Author: Lakshmi Prathyusha Mandadi
Course: Business Forecasting, ECON-6635-07
Published: December 13, 2024
Introduction
Diffusion Index is an analytical tool for evaluating the depth and
scope of trends in different financial markets or economic sectors.
Using important economic data, this research seeks to develop and
evaluate a diffusion index for the US that offers a thorough
understanding of economic activity. This indicator aids analysts in
determining the strength or weakness of economic cycles or market
trends.It measures the proportion of individual components in a dataset
that are showing positive changes in relation to the total number of
components. It is important for trend analysis and decision making.

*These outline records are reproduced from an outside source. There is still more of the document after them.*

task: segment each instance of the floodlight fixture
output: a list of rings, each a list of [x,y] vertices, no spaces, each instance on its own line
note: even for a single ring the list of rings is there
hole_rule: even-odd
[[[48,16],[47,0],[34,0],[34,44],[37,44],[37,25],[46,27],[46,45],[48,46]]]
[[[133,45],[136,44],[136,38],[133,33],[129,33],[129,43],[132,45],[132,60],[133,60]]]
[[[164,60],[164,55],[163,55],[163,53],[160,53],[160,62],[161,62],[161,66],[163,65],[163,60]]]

The three economic indicators to create diffusion index I have chosen
are Retail Sales (RSAFSNA), Unemployment Rate (UNRATE) and Inflation
(CPIAUCSL).
Retail Sales: The health of consumer spending is
indicated by the Census Bureau’s monthly report on retail and food
services sales. Retail sales in a variety of industries, including
department stores, furniture stores, and home furnishings stores, are
shown in this report.
Unemployment Rate: The unemployment rate is one of
the main indicator of labor market health and overall economic activity.
A lower unemployment rate denotes economic expansion and higher consumer
spending, whereas an increase in it denotes an economic recession.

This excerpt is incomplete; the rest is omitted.